Released yearly since 2000, the report looked at levels of ozone and particle pollution found in official monitoring sites across the United States from 2014 to 2016. Both ozone and particle pollution are dangerous to public health and can increase the risk of premature death and other serious health effects such as lung cancer, asthma attacks, cardiovascular damage, and developmental and reproductive harm.

The report found ozone pollution worsened significantly in 2014-2016 compared to the previous report, while year-round particle pollution improved and the number of high-particle days dropped.

Compared to the 2017 report, Florida saw a slight reduction in ozone pollution.

Brevard's coastal neighbors, Volusia and Indian River counties, earned "B" grades from the ALA.

Hillsborough County was the only Florida county to earn an "F" grade.

Eric Needle, founder of, said although Brevard earned a top rating for air quality, he's not sure the ALA report included "all the information that matters."

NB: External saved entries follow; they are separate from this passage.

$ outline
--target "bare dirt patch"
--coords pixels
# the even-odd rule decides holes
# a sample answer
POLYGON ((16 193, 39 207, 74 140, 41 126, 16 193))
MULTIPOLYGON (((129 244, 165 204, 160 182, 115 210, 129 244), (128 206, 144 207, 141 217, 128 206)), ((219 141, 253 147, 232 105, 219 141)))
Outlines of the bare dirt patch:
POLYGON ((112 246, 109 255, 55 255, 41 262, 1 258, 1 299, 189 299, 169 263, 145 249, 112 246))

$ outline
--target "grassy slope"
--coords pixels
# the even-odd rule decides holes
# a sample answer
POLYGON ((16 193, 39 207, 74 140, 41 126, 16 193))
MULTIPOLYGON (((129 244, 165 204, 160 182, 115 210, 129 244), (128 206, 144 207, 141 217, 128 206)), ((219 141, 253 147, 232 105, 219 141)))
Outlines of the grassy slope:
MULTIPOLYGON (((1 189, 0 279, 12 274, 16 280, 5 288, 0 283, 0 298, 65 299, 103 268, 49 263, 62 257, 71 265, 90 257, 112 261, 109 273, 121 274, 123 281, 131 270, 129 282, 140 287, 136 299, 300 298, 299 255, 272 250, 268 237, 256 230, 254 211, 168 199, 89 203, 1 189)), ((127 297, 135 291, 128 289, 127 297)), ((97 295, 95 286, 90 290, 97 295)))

"We see air quality issues year round," said Mr. Needle, whose website is an online forum for promoting greener living and more sustainable communities. "If you factor in pollen count, the occasional red tide, heat and transportation issues, I think there's things we can do to improve."

Traffic issues are a constant problem in Brevard, Mr. Needle said.

"More than increased drive times and frustrated drivers, pollution increases as we sit at red lights," he said. "Coordinating traffic flow with modern, integrated systems that follow traffic and manage congestion during peak times would be an easy fix that could make all of our lives better."

Nationally, Los Angeles, California, remained the city with the worst ozone pollution as it has for nearly the entire history of the report. Fairbanks, Alaska, moved for the first time into the most polluted slot for year-round particle pollution, and Bakersfield, California, was once again the city with the worst short-term particle pollution.

Overall, more than 133.9 million people -- about 40 percent of the U.S. population -- lived in counties with unhealthy levels of ozone or particle pollution, the report found.

"This year's report provides continued evidence that the United States must continue to fight climate change and support and enforce the Clean Air Act to protect the nation from unhealthy air," the report stated.